Photo: maltman via flickr
The bandits had a lot to do with the fall of basic phone kingpin Nokia. When they started looking oafish in 2007 next to iPhone, folks were still awestruck by 100 million-unit monster phones like the $20 Nokia 1100 — one of the the world’s most popular gadgets ever. Except, until the Shanzhai phone makers in China started to absolutely cream Nokia in every market from China and India to Nigeria and Thailand. Nokia went from 70% share in India 2007 to under 40% today.
BlackBerry has been singing a tune like Nokia’s the last quarter or two — as they lose the mindshare of the top-tier users, they lean on “huge growth in the developing world”. That was the rap last quarter.
Even in yesterday’s disastrous numbers, the volume of international units is the only reason they aren’t dead. Here are the first two lines of their earnings press release, courtesy of Engadget:
Revenue in the first quarter of fiscal 2012 grew 16% over the same quarter last year
International revenue in Q1 grew 67% year over year
But the other shoe drops for RIMM this summer.
See these phones arrayed across my desk at Peek HQ?
Those are a bunch of very low cost (less than $100) devices with big screens, keyboards, nice slim designs, 3G chipsets, cameras… phones that the Shanzhai ecosystem has been producing for about 18 months with increasing quality.

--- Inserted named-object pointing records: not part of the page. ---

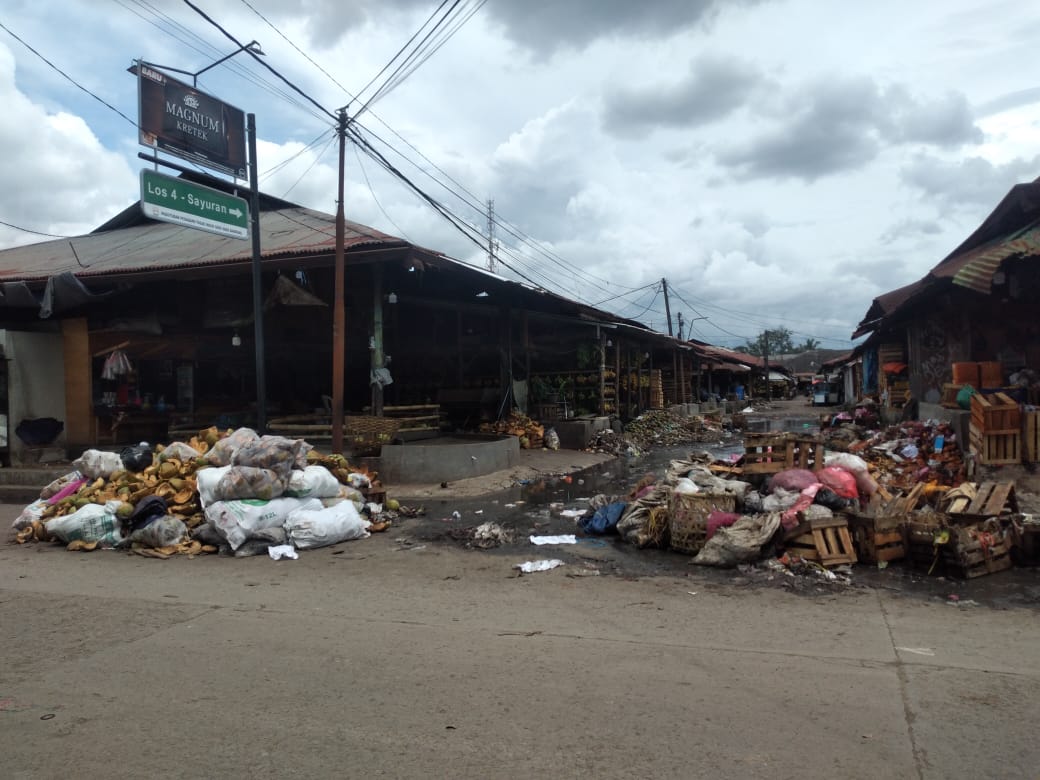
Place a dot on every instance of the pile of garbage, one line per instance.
(530, 433)
(903, 496)
(232, 491)
(663, 427)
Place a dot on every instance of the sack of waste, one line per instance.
(275, 452)
(95, 463)
(306, 527)
(231, 483)
(313, 482)
(739, 543)
(164, 531)
(221, 453)
(236, 521)
(91, 523)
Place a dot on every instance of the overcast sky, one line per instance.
(781, 162)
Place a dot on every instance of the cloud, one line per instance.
(1008, 102)
(841, 125)
(74, 183)
(712, 88)
(547, 26)
(966, 183)
(911, 228)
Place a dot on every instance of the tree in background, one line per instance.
(779, 343)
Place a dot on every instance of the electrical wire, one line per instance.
(371, 191)
(314, 162)
(66, 75)
(34, 232)
(257, 58)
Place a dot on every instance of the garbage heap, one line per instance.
(231, 491)
(659, 427)
(900, 496)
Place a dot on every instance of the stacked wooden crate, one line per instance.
(995, 432)
(769, 453)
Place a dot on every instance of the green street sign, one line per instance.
(180, 202)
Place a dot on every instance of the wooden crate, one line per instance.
(920, 549)
(769, 453)
(687, 523)
(975, 552)
(826, 542)
(1031, 437)
(995, 447)
(992, 499)
(877, 539)
(995, 414)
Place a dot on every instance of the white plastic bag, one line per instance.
(33, 512)
(206, 482)
(95, 463)
(160, 533)
(313, 482)
(237, 520)
(318, 528)
(91, 523)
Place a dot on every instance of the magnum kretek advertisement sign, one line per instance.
(182, 121)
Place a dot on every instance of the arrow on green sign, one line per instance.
(181, 202)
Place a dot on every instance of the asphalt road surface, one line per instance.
(386, 657)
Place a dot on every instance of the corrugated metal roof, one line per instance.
(161, 247)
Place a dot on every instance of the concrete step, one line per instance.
(20, 494)
(37, 475)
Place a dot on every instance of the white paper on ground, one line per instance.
(278, 551)
(530, 566)
(561, 539)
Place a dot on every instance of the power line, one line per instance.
(67, 76)
(34, 232)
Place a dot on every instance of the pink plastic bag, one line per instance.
(838, 481)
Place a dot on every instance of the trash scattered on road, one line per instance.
(531, 566)
(560, 539)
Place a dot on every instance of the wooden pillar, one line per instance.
(79, 385)
(377, 351)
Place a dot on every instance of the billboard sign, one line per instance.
(179, 120)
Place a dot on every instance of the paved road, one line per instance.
(369, 659)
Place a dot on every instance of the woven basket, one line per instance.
(689, 518)
(369, 434)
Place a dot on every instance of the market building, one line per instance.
(144, 330)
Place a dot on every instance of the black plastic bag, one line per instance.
(147, 511)
(830, 499)
(39, 432)
(136, 458)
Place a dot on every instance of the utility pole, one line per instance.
(339, 311)
(492, 243)
(765, 362)
(668, 309)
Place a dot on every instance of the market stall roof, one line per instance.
(131, 248)
(1012, 230)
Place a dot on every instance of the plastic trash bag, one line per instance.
(797, 479)
(161, 533)
(313, 482)
(137, 458)
(237, 521)
(308, 528)
(91, 523)
(275, 452)
(222, 452)
(95, 463)
(741, 542)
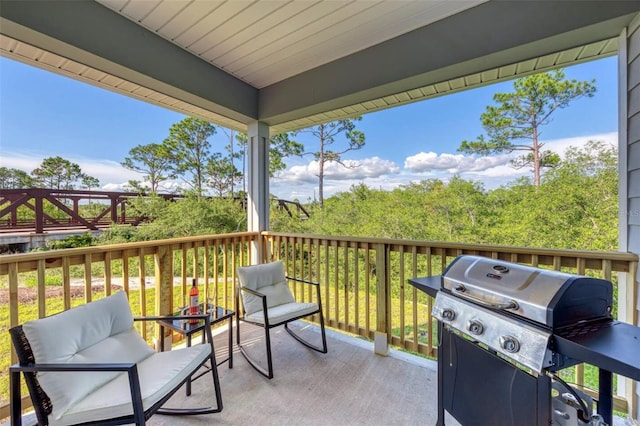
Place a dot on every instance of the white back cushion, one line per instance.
(98, 332)
(267, 278)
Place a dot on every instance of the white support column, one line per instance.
(258, 188)
(629, 185)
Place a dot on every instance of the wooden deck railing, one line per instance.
(363, 281)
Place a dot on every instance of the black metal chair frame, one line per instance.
(42, 404)
(268, 372)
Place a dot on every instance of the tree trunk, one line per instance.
(536, 159)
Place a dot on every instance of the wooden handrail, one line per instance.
(363, 280)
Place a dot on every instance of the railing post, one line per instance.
(383, 301)
(628, 312)
(163, 260)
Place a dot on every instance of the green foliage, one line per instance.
(514, 124)
(188, 149)
(153, 160)
(59, 173)
(575, 207)
(14, 179)
(326, 135)
(222, 175)
(185, 217)
(72, 241)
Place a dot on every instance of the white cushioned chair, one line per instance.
(268, 302)
(89, 365)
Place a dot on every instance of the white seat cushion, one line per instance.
(268, 279)
(158, 375)
(282, 313)
(98, 332)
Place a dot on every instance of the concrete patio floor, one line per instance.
(349, 385)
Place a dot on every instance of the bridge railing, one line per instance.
(363, 283)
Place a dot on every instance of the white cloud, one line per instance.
(357, 169)
(301, 181)
(493, 171)
(110, 173)
(425, 162)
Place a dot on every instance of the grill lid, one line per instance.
(551, 298)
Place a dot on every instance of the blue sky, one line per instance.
(43, 114)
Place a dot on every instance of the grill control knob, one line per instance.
(475, 327)
(448, 314)
(509, 344)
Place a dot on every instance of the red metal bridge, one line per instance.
(39, 210)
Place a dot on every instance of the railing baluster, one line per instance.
(42, 295)
(66, 284)
(87, 278)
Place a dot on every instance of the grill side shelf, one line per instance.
(614, 348)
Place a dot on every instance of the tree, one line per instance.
(14, 179)
(153, 160)
(188, 148)
(326, 134)
(88, 182)
(280, 146)
(58, 173)
(514, 125)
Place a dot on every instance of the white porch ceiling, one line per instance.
(294, 64)
(264, 42)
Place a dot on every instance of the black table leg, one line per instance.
(189, 379)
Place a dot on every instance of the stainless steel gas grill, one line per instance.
(504, 331)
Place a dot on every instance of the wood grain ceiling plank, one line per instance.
(283, 35)
(166, 12)
(138, 10)
(257, 20)
(182, 29)
(195, 38)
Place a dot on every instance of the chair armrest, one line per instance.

And for the first time, starting this week in Asian markets, the Peek push mail and messaging platform will be deployed on dozens of models from players such as Zonda, MircoMax, ZTE, K-Touch, and many more.
Now they actually match the “real-time email and messaging” features. There is an actual “NOC” a la Blackberry that makes it all work and these ultra low cost phones are actually getting cheaper as the software improves — heading for US $30 for a BlackBerry-parity feature phone this fall.
Our partners in Asia are definitely interested in the sub-$100 Android phones they are making. They are selling 5-10% of their volume with Android on it today — a few million units quarterly in aggregate. But this feature phone segment is 10x bigger and 80% cheaper. It used to focus on killing Nokia — taking 1% share per quarter.
The next victim will be BlackBerry.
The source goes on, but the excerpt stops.